AA -
Başkent Brüksel'deki Basın Kulübü'nde, "AB-Türkiye: Dış İlişkiler, Güvenlik ve Savunma Politikası Alanında İş Birliği Nasıl Artırılır" konulu panel düzenlendi.
Avrupa Parlamentosundaki Avrupa Birliği (AB)-Türkiye Dostluk Grubu Başkanı Ryszard Czarnecki, açılış konuşmasında etkinliğe katılmaktan memnuniyet duyduğunu Türkçe ifade etti.
AB'nin Türkiye gibi komşularıyla çalışarak göçten kaynaklanacak insani krizleri önlenebileceğini vurgulayan Czarnecki, AB'nin mevcut kabul politikasının başarısız olduğunu söyledi. Czarnecki, yasal göçün teşvik edilmesi ile düzensiz göç ve insan kaçakçılığıyla mücadele edilmesi gerektiğine işaret ederek Komisyonun yeni göç paketinde bu unsurların yer aldığına işaret etti.
Türkiye'nin AB'nin 6. büyük ticaret ortağı ve enerji projeleri için kilit öneme sahip olduğunu, NATO üyesi olarak da kıtanın güvenliğine aktif katkıda bulunduğunu vurgulayan Czarnecki, Türkiye'nin doğu ve batı arasında köprü rolü oynamaya devam ettiğini kaydetti.
"İlk adım AB'den gelmeli"
Türkiye'nin AB nezdindeki eski Daimi Temsilcisi emekli Büyükelçi Selim Kuneralp da Türkiye ve AB ilişkilerinin Gümrük Birliğinin tamamlanması, üyelik statüsünün verilmesi ve müzakerelerin başlaması gibi üç yüksek noktadan geçtiğini söyledi.
Kuneralp, Türkiye'nin Balkanlar ve Somali'de AB'nin yürüttüğü operasyonlarda önemli rol oynadığını, Kıbrıs meselesinin ise temel sorun olmaya devam ettiğini anımsattı.

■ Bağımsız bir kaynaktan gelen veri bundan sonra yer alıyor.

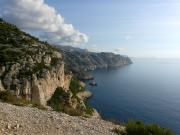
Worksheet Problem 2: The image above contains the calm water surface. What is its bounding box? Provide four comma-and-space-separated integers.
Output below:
87, 59, 180, 135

Kuneralp, Türkiye'de kamuoyunun AB ile ilgili tutumunun paradoksa işaret ettiğini, bir yandan üyeliği desteklerken diğer yandan bunun hiç olmayacağına dair inanç bulunduğunu ifade etti.
"İlk adım AB'den gelmeli." diyen Kuneralp, ilişkilerin iyiye gitmesinin AB'nin elinde olduğunu, AB'nin Türkiye ile daha fazla ilişki kurmak için ilgisinin bulunduğunu ancak bunun nasıl yapılacağı noktasında netlik olmadığını dile getirdi.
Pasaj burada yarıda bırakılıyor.